The story wasn’t that intriguing, though. Everything was pretty much, uh, you know, having sex, planning to have it, or discussing about it. The rest of the book after three quarters was absolutely dull for me. Yeah, they hade done it several times and they still did it. What’s the point? In the end I was a bit disappointed. I had hoped that there would have been something else in it, too, some meaning behind it, some message perhaps. But the way I found it there was nothing.

I had heard about how the story had its beginning as a fanfiction of Twilight. I found it disturbing to see all the similarities, though I don’t know if I had noticed it if I hadn’t known it beforehands. It made me think of the responsibility of the author, any one, mine as well. Where is the line of acceptable similarity and only annoying and disturbing plagiarism? I think there could be different answers for that, any person could have their own boundaries for it. I found it annoying and too easily pointed out.

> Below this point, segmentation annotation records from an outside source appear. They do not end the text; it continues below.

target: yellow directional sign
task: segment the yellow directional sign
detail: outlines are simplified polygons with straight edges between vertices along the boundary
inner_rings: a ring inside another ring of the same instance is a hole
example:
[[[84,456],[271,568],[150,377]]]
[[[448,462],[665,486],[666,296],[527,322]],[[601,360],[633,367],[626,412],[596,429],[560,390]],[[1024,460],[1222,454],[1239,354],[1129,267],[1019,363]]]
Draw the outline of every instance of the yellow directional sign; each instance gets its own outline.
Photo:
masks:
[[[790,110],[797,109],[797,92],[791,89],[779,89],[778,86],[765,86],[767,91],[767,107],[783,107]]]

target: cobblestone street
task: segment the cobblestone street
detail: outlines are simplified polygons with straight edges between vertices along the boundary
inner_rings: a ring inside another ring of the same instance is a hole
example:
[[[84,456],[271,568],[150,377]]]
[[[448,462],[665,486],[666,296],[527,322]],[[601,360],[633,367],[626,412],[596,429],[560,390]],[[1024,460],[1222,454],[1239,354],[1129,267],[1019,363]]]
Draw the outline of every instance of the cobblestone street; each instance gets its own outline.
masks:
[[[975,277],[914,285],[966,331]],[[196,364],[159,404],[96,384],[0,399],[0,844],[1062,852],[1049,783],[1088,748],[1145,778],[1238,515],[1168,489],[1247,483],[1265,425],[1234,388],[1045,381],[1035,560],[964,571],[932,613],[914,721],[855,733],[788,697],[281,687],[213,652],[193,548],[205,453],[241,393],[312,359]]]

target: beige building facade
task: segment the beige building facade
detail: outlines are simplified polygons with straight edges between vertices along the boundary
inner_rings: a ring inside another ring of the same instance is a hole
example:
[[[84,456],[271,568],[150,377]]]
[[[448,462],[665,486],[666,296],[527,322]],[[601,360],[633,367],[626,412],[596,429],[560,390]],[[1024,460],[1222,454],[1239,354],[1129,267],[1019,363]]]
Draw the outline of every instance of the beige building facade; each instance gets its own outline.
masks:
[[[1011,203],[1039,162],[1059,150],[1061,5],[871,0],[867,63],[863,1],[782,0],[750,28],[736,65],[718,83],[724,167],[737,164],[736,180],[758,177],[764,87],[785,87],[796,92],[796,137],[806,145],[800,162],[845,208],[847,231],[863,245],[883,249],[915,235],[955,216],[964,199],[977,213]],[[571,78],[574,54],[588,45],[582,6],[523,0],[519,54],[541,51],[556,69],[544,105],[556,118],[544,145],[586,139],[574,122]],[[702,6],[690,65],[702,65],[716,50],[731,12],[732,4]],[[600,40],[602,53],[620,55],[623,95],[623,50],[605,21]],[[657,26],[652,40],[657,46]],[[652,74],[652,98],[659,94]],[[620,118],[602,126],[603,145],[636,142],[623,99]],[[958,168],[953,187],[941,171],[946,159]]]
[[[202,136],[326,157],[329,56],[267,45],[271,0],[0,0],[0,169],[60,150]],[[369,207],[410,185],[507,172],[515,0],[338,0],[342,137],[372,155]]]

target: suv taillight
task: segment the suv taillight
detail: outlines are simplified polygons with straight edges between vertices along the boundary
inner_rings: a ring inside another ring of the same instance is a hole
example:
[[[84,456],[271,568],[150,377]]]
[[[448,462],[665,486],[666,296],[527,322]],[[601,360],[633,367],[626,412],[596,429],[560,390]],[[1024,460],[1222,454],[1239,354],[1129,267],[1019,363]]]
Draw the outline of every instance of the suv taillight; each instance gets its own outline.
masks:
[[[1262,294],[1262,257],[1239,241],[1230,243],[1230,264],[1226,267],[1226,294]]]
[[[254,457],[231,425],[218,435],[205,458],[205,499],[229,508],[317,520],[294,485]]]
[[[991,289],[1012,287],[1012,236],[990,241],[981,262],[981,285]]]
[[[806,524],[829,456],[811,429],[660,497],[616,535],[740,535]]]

The similarities made me sneer all by myself. Here’s few to mention:

  • The looks of the characters, their characteristics, the way they are intoxicated by each other. Christian even tells Ana to stay away from him, as does Edward, for they evidently are not that good for anyone.
  • There is something similar in the way the girl settles in the relation of the guys previous experiences – meaning that Christian hasn’t  met anyone that doesn’t fit any of the categories being a master or a servant. Edward on the other hand hasn’t met anyone whose mind he can’t read. There is something surprising in the relation that makes the guy more interested.
  • The girl is similarly overwhelmed by the guy in both stories.
  • Christian looks like Edward or the other way around, they live in a huge house and play the piano with amazing skill.
  • They both are quite bossy and seem to be almost obsessed with being in control, allthough they keep telling that they do it for the girls own good.
  • Yeah, and they both have this huge secret that the girl can’t tell to anyone.

There was a short moment in the very beginning where I anticipated that Christian would turn out to be something more than just a human, or having even some greater secret. I was let down by the fact that there was absolutely no supernatural aspects in the book. (I seem to be always searching for them everywhere and everything I write seems to prove not to be that everyday thing – it could be because the everyday life bogs me down and I need to get away from it in my head if not otherwise.)

Well, okay, there were some pretty good sex acts in it, but it shortly started to bore me. Gosh. The story in the background didn’t move a tiny bit forward. At all. It was boring and felt unimportant, I got the feeling that the writer only wanted to move on to next sex-part. I have to admit, I don’t have much experience about reading a stuff like this, maybe it is just like that in every erotic book?

It very soon made me feel uneasiness when Ana was all the time soooo excited about Christian and how good time they always had. It didn’t seem a slightest bit real to me. But maybe it wasn’t the point. Maybe I’m just misunderstanding the finesse of the sort?

I started to think what is the thing that made this book such a hype. I become into a conclusion that it has to have something to do about being daring and writing openly about s&m. I – just to remind you – don’t have the knowledge about other books of the type. You tell me. Why is it such a thing?

So, what did I learn from this not-my-type experience of being part of the present-day hype? The thing that I will not do that again.